Take a short accessible trail to the Upper and Middle Falls or stairs to the Lower Falls.
Visit the “Castle in the Park” stone wall and enjoy the view of Lake Superior from the top, then hike to the Upper Falls via the catwalk and trail. Check out the viewing platform, CCC camp sign and bench overlooking the falls and bridge.

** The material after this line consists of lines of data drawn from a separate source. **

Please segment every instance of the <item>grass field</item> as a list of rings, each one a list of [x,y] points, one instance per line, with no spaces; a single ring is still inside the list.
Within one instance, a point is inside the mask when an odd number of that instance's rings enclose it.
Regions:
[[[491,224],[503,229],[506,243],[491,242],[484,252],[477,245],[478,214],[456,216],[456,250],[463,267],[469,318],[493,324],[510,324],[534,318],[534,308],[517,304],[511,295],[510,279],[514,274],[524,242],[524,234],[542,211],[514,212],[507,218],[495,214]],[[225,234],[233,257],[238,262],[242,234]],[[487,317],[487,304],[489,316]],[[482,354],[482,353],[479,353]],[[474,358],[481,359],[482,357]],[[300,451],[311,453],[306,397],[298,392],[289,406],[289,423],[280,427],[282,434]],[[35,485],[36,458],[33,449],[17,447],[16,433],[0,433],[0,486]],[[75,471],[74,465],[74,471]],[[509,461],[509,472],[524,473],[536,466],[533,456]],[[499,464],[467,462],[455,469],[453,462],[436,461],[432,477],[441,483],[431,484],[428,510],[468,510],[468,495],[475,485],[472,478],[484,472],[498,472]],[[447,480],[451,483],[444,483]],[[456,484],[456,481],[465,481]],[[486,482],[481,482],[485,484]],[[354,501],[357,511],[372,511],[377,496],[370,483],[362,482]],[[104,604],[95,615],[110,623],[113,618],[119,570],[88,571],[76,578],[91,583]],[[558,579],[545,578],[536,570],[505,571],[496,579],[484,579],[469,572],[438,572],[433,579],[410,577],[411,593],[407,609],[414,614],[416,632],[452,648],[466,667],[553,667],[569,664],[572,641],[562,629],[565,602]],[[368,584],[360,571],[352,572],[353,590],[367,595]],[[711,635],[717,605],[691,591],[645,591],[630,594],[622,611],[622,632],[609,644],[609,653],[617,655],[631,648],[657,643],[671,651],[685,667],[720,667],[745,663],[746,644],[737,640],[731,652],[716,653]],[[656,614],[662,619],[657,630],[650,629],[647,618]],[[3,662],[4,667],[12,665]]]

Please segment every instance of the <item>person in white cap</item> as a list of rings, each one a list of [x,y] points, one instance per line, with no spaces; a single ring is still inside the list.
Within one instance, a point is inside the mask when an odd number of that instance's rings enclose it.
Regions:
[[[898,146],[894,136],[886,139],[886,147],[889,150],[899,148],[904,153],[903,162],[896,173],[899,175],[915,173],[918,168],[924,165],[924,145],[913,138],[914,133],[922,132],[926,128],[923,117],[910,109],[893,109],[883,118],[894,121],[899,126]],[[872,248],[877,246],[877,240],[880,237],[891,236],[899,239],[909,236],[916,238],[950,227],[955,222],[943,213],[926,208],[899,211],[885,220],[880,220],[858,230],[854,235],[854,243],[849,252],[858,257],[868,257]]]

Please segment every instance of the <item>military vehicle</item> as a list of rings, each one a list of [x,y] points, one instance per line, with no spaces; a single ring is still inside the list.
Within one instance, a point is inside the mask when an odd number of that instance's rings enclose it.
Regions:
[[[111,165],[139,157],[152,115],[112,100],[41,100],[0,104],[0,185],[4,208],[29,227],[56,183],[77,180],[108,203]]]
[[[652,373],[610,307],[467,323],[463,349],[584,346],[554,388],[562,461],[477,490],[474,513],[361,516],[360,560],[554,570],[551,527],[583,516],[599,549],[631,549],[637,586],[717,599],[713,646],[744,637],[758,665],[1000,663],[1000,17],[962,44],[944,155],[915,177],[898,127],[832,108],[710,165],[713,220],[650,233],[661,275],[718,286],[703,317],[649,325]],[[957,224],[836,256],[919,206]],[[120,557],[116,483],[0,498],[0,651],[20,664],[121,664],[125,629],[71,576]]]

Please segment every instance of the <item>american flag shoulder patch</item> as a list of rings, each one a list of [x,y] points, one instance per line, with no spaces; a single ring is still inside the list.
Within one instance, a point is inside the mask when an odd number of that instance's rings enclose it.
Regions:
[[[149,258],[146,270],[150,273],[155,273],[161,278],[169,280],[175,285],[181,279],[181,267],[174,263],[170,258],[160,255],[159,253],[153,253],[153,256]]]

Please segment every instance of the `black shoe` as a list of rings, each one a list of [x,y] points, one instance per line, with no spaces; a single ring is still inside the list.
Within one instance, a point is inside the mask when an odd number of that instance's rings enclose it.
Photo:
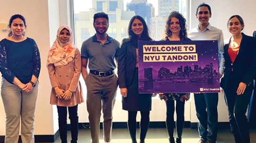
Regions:
[[[182,143],[182,137],[176,136],[176,143]]]
[[[169,138],[169,143],[175,143],[174,137]]]
[[[137,140],[132,141],[132,143],[137,143]]]
[[[206,141],[205,141],[205,140],[204,140],[202,138],[201,138],[200,139],[200,140],[199,140],[199,142],[198,142],[198,143],[205,143],[205,142]]]

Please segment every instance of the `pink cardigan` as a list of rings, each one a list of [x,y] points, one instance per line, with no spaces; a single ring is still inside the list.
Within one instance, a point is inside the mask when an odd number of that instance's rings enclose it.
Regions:
[[[84,102],[79,77],[81,72],[81,57],[79,50],[76,48],[74,59],[64,66],[55,67],[49,64],[47,68],[52,86],[50,104],[60,106],[72,107]],[[64,90],[73,92],[70,100],[65,100],[56,97],[54,88],[57,86]]]

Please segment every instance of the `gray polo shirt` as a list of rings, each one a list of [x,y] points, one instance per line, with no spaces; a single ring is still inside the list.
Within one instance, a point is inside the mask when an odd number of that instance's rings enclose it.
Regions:
[[[90,70],[114,70],[116,68],[115,58],[118,57],[119,46],[119,42],[108,35],[107,40],[103,45],[97,39],[95,34],[83,43],[81,56],[89,59]]]

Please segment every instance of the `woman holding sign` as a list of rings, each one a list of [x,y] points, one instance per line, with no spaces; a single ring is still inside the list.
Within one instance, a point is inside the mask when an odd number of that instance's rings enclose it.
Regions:
[[[128,126],[132,141],[136,139],[136,116],[140,111],[140,139],[144,140],[149,125],[149,111],[151,110],[151,94],[139,94],[139,40],[151,41],[148,26],[139,15],[132,18],[129,24],[129,37],[122,41],[118,58],[118,77],[123,109],[128,111]]]
[[[250,143],[246,113],[254,89],[256,73],[256,39],[241,32],[242,17],[231,16],[228,22],[231,38],[225,41],[225,70],[221,79],[236,143]]]
[[[186,28],[186,19],[177,11],[173,11],[166,21],[165,38],[163,41],[191,40],[188,38]],[[176,129],[177,135],[176,143],[182,143],[182,135],[184,126],[184,111],[185,101],[189,100],[190,94],[186,93],[159,93],[159,98],[165,101],[166,105],[166,125],[169,134],[169,143],[175,143],[173,137],[174,125],[174,100],[176,100],[177,120]]]

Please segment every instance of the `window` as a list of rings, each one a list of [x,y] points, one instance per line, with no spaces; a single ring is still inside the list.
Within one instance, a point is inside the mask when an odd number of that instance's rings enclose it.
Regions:
[[[121,33],[126,33],[127,32],[128,28],[121,28]]]
[[[108,34],[112,38],[116,39],[116,34],[108,33]]]
[[[103,9],[103,7],[102,7],[102,4],[103,4],[103,1],[97,1],[97,11],[102,11],[102,9]]]
[[[125,38],[126,37],[128,37],[128,33],[122,33],[121,34],[121,38]]]
[[[90,29],[88,28],[81,28],[81,34],[90,34]]]
[[[109,23],[116,23],[116,14],[109,14],[108,20],[109,20]]]
[[[109,11],[116,11],[118,8],[117,1],[109,1]]]

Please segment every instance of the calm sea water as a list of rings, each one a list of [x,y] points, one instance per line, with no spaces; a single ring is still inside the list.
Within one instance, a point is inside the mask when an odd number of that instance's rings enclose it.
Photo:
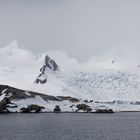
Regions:
[[[2,114],[0,140],[140,140],[140,113]]]

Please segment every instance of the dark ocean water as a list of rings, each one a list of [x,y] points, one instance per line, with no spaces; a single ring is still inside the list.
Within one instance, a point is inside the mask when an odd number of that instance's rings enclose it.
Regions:
[[[140,113],[2,114],[0,140],[140,140]]]

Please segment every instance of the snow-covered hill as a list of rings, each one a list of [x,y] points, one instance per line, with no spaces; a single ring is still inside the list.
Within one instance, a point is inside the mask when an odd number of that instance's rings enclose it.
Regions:
[[[96,61],[95,61],[96,60]],[[62,51],[35,56],[17,41],[0,49],[0,84],[86,100],[93,109],[139,110],[139,63],[123,58],[78,63]],[[55,104],[55,103],[54,103]]]

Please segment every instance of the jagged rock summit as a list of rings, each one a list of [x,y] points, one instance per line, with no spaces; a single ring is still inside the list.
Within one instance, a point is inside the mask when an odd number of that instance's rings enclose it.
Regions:
[[[51,70],[54,72],[59,70],[59,66],[48,55],[45,56],[45,64],[41,67],[40,74],[35,80],[36,84],[44,84],[47,82],[47,70]]]

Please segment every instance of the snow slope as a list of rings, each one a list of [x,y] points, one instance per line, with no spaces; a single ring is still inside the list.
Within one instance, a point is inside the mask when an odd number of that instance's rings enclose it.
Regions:
[[[37,84],[35,80],[45,64],[46,55],[55,60],[59,70],[46,68],[47,82]],[[116,57],[99,61],[92,58],[79,63],[62,51],[48,51],[39,57],[19,48],[14,41],[0,48],[0,84],[54,96],[72,96],[82,101],[93,100],[94,103],[113,102],[114,106],[121,101],[128,107],[131,102],[140,101],[138,65],[138,61],[129,63]]]

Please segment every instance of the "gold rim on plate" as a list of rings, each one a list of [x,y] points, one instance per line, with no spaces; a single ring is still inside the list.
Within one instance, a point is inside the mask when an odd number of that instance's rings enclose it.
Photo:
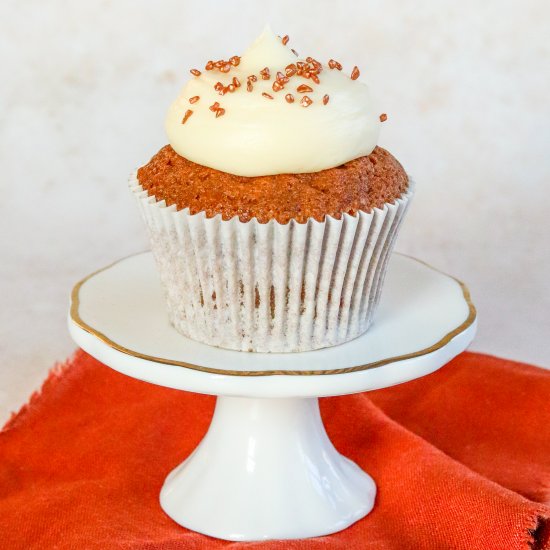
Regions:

Hike the Falls Loop Trail (1 mile loop) to see the Upper, Middle and Lower Falls. Start at the catwalk to get a view of the Upper Falls. Don’t forget to turn around and catch a view of Lake Superior. Hike under the bridge and follow the stairs enjoying different views of the Middle and Lower Falls from the overlooks. The trail crosses the Gooseberry River and follows it upstream to the Middle Falls viewing platform.
Longer stop options:
Fifth Falls Trail (2-mile loop)
Hilly
Gravel
Boardwalks
Travel this rugged path up the river to the Fifth Falls and back. Stop to watch the river go by, look for caves, or view CCC features along the way.
River View Trail (2.5-mile loop)
Hilly
Gravel
Boardwalks
Walk up to the falls from the campground, Start at the falls and travel downstream to the river mouth and Picnic Flow Area along the lake.
The Gooseberry River offer a visitor many views of the falls to choose from.
Come back again:
Gitchi-Gami State Trail (8-15 miles one-way) Paved. Shared with bicycles. Access this paved bike trail from the Picnic Flow Trailhead and travel as far as Split Rock Lighthouse State Park (8 miles one-way) or the town of Beaver Bay (15 miles one-way).
Check out the Birding Kit and hike the River View trail in search of spring warblers and migrating birds
Fish for salmon (fall) or trout (spring) in the Gooseberry River (Trout Stamp needed).
Gitchi Gummi Hiking Trail (2-mile loop) Hilly Gravel Boardwalks Experience incredible views of the Gooseberry River Valley and Lake Superior.
Relax:
Stop in the Joseph Alexander Visitor Center to gift shop, bird watch or enjoy the view of Lake Superior and Gooseberry River. The Department of Transportation rest area is open from 8am to 9pm daily. Wander through the building to view exhibits and watch a short movie about the park in the theater.